I have been in recovery since March of this year, and these six months have been disorienting, plodding, bizarre and miraculous. In December of 1979, my father walked into a rehab facility in Salina, Kansas to be treated for alcoholism. He got to have his big front door rehab entrance moment – very dramatic and flashy!
Not me. In March, I ended up in a hospital in Washington, D.C., delivered by (I’m told) kind EMTs. This was thanks to the quick thinking and huge hearts of my father and my best friend, who together insisted those first responders kick in my apartment door.
Alcoholic thinking and action feeds the hungry, dangerous cycle that spirals you downward physically and mentally. At the time, I truly believed that I needed to drink in order to survive the pain I was feeling. If I didn’t, I believed the pain could kill me. I drank my medicine to stay alive. In my case, glass after glass after glass of wine. Over the 10 to 15 years before this, my drinking steadily increased to a point where a glass or a bottle was never enough. I was drinking boxes of cheap wine, endless amounts of poison wrapped in cardboard. I thought of it as the only medicine that could shut the door on the bright, threatening, encroaching pain that was lurking outside.
The EMTs found me on the floor, semiconscious, unable to stand, and very close to death. I had pneumonia, which was bad. I also had a severe case of hepatitis, which was worse.

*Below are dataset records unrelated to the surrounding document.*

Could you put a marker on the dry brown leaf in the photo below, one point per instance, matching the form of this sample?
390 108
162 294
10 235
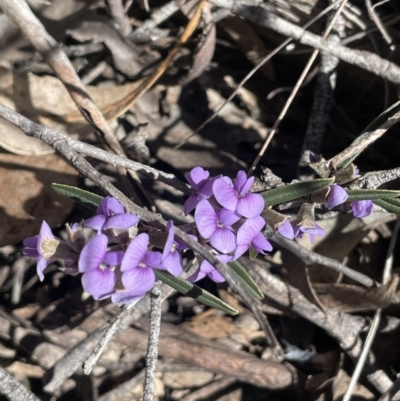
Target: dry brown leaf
27 198
353 298
45 100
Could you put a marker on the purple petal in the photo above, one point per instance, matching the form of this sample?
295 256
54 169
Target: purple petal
135 252
138 280
206 219
96 222
113 258
249 230
225 194
93 253
170 238
261 244
31 242
121 221
337 196
110 206
316 230
362 208
124 297
227 217
173 263
45 232
153 260
41 265
196 176
224 240
240 250
286 230
250 205
99 283
33 253
190 203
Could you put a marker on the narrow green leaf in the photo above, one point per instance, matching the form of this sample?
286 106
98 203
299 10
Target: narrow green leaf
85 198
290 192
382 118
391 204
192 290
372 194
249 284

In recovery, you grapple with how alcohol has affected your life. This includes lost loves, forgotten aspirations, unmet goals, career missteps, the inevitable stare at your bank account and the accompanying realization that next to what you pay for rent, booze and booze-related activity is a very close second.
That’s such a horrifying revelation, and it stings so much that you contemplate taking the edge off immediately with that box of wine.
I got out just in time. My hospital stay and brush with death was a critical turning point in my life and I’m so lucky to have had it. And I know now that there is something more. I’m not just lucky to be alive. I’m lucky to be alive right now.
The most important revelation for me is about the right now. The time we’re in. I sometimes ask myself, “How is anyone expected ‘to be alive right now’ without drowning their experience with booze, drugs, cheese fries, unhealthy sex, sleeping, hiding or running away?”
If you traveled back in time and described any single one of our future Dystopian Greatest Hits of 2020 to me – this pandemic, tens of millions of Americans out of jobs and the pain so many of us are feeling over the many Black lives gone too soon as a result of police brutality – and then told me I would feel lucky to be alive during it? I would’ve wanted to pick up a box of wine, right away. And I would have.